Waktu Pergi

Senin, Juni 18, 2018

Sebuah post-it note berwarna kuning bertuliskan 'Leave this f*cking house' terpampang di depan kaca. 4 tahun lalu, hal yang gua paling inginkan adalah pergi meninggalkan rumah yang sudah ditinggali bersama selama setengah dekade. That's me in my eighteen year-old-self. 

Gua melihat orang tua gua bertengkar begitu hebat, melempar hanpdhone hingga remuk berantakan, ataupun memaki dengan kata-kata kasar hingga menggema. They used to love each other, bersama dalam kesusahan sampai akhirnya merangkak dan berada dalam zona keuangan yang cukup aman. I don't know why my Dad change his mind. Setelah beberapa lama bertengkar, Mom keluar dari rumah. Meninggalkan kami, anak-anaknya. Kemudian Sis yang sudah tamat sekolah turut keluar mengikuti Mom. Bro? I don't remember about him. Gua? Berada dalam satu rumah yang terasa sangat kosong. Berpikir bagaimana caranya gua bisa pergi.

Sampai suatu ketika, gua, Mom dan Sis mendapat kesempatan untuk jalan ke Jakarta. I was so excited that we are finally leaving. And when I got the chance to stay in Jakarta, I chose to stay.
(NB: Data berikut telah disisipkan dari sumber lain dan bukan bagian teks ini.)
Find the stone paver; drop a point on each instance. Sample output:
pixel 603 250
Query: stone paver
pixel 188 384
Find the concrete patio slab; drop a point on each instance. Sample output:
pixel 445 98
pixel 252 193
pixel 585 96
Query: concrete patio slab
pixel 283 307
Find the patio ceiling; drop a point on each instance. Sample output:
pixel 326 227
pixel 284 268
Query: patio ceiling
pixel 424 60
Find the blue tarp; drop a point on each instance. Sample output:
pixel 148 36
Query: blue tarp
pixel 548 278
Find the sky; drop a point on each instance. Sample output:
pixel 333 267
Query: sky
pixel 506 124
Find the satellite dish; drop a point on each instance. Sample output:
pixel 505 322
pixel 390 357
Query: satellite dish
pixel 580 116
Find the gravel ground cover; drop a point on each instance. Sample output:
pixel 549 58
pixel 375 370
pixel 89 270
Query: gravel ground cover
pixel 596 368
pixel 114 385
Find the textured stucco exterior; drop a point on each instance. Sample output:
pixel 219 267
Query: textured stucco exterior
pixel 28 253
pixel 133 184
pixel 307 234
Memilih untuk menetap berarti gua gak perlu lagi kembali ke rumah itu. Tetapi, itu artinya, gua juga harus pergi meninggalkan teman-teman gua yang di Medan.

Is it hard?
Awalnya tidak, because all I could think is leave the house forever. And I am happy for that. 
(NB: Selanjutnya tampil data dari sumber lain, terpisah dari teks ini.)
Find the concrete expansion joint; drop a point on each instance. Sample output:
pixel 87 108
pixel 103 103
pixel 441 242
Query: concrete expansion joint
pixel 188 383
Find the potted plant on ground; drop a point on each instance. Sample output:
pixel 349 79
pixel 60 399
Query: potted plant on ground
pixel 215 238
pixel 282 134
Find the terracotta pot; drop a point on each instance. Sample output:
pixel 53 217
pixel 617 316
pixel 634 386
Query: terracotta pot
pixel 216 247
Gua meneruskan kegiatan gua disini, kuliah sambil bekerja. Menyibukkan diri sendiri. Trying to be as independent as possible. 

Setelah beberapa lama, gua kembali menemukan titik dimana pemikiran 'Gua harus pergi dari sini' kembali menguak. Namun, gua menahan diri untuk tetap menetap karena . . . I literally doesn't have plan. Gua juga masih punya kepentingan untuk meneruskan kuliah gua yang masih berumur sebongkah batang.
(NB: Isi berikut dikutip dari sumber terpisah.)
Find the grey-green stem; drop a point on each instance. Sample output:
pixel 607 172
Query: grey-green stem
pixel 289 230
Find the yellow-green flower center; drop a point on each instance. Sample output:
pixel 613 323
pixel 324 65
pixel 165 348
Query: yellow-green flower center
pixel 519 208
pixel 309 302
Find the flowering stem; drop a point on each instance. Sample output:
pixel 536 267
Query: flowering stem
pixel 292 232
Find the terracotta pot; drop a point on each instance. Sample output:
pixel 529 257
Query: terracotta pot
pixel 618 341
Back then, I know I should go, but I can't. 
Fortunately, I could go now. 

Waktunya pergi meninggalkan ketika tidak alasan untuk menetap. If it's not meant to be, then don't. Orang-orang yang berbicara dan mencibirmu, mengucapkan 'oh seharusnya kamu begini loh, tapi kok malah kamu begitu.' Leave them alone. Please. 

Waktunya pergi ketika semua yang kamu perbuat tidak lagi di hargai, tetapi dianggap sebelah apalagi di caci maki.

Gua kenal beberapa orang yang menetap padahal ia sedang berada di kondisi di atas. Dimana ia sendiri yang berkata bahwa ia tak lagi di hargai, tetapi ia sendiri pula yang tidak punya keberanian untuk pergi. Takut kalau ia pergi, orang yang tidak menghargai itu kesusahan. Atau takut kalau ia pergi, ia tak punya apa-apa lagi. Umur juga mempengaruhi mereka.

There are many things that hold them not to leave. Even when there are also many things that should be the reason they leave.

If you encounter this, Bren, do leave. Not for others, but for yourself.